Youth at MLK Freedom Center Join Struggle to Empower Voters

Aug 17, 2017

Sophia Quintana of Berkeley and active member of the MLK Freedom Center registers voters at July 4 naturalization ceremony in Seattle, WA.

By Ken Epstein

Young people who participated in an intensive six-week voter registration and community engagement project this summer recently attended a labor breakfast celebration in their honor, where they talked about their efforts to register new voters and reflected on what they learned and how it transformed them.

The “Civic Engagement Pilgrimage,” organized by the Martin Luther King Jr. Freedom Center, which is based at Merritt College in Oakland took a diverse group of 65 young people, mostly high school students from Oakland and Washington state, on a journey from Washington to Portland to Bakersfield and Fresno in California, where they registered voters and had in-depth discussions with elected officials, community and tribal leaders in urban and rural areas and Indian nations.

The breakfast was held Aug. 4 at the offices of the Alameda Labor Council in Oakland, attended by Congresswoman Barbara Lee, former Oakland Mayor Elihu Harris and Peralta Community Colleges Chancellor Dr.
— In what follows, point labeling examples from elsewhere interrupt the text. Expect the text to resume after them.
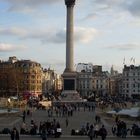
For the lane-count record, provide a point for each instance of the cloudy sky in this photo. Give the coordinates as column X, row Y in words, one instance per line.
column 107, row 32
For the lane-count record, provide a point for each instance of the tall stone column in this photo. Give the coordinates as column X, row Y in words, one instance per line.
column 69, row 36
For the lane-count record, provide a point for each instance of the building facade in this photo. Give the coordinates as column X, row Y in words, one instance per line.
column 20, row 77
column 131, row 81
column 51, row 82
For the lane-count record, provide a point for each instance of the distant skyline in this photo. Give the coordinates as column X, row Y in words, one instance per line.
column 106, row 32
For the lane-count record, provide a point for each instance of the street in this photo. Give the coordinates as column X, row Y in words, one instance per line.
column 65, row 138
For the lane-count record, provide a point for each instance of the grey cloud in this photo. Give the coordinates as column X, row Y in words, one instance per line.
column 27, row 5
column 133, row 6
column 125, row 47
column 5, row 47
column 82, row 34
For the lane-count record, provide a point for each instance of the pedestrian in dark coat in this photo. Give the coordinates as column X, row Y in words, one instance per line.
column 91, row 132
column 103, row 132
column 14, row 134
Jowel C. Laguerre, who are strong supporters of the work of the freedom center.

The young people said they heard the same words over and over from people in different communities: “Our voices don´t matter; nothing you do will change the system,” according to Laelah Jackson, a junior at Berkeley High.

“It is important to educate and be educated,” she said.  “What we´re doing is bigger than each of us. “It’s the ‘we’” that makes the difference.

“We learned that we live in very trying times night now,” said Angela Drake, a student at Castlemont High School. “We have to give hope to each other. No one is going to do it for us, but us.”

The young people said that in the course of their discussions with people and the classes and trainings among themselves they learned critical thinking, experienced growing self confidence and a sense of “love and solidarity” with each other and the people.

The Martin Luther King Freedom Center, which was created by Oakland’s MLK Day March and Rally Committee, began its work in 2001.  Executive Director Dr. Roy Wilson has led the organization for the past 10 years.

Based on the lessons of summer´s listening sessions and discussions in communities, the center plans to launch intensive voter education and registration efforts this year, including work in congressional districts in California´s Central Valley.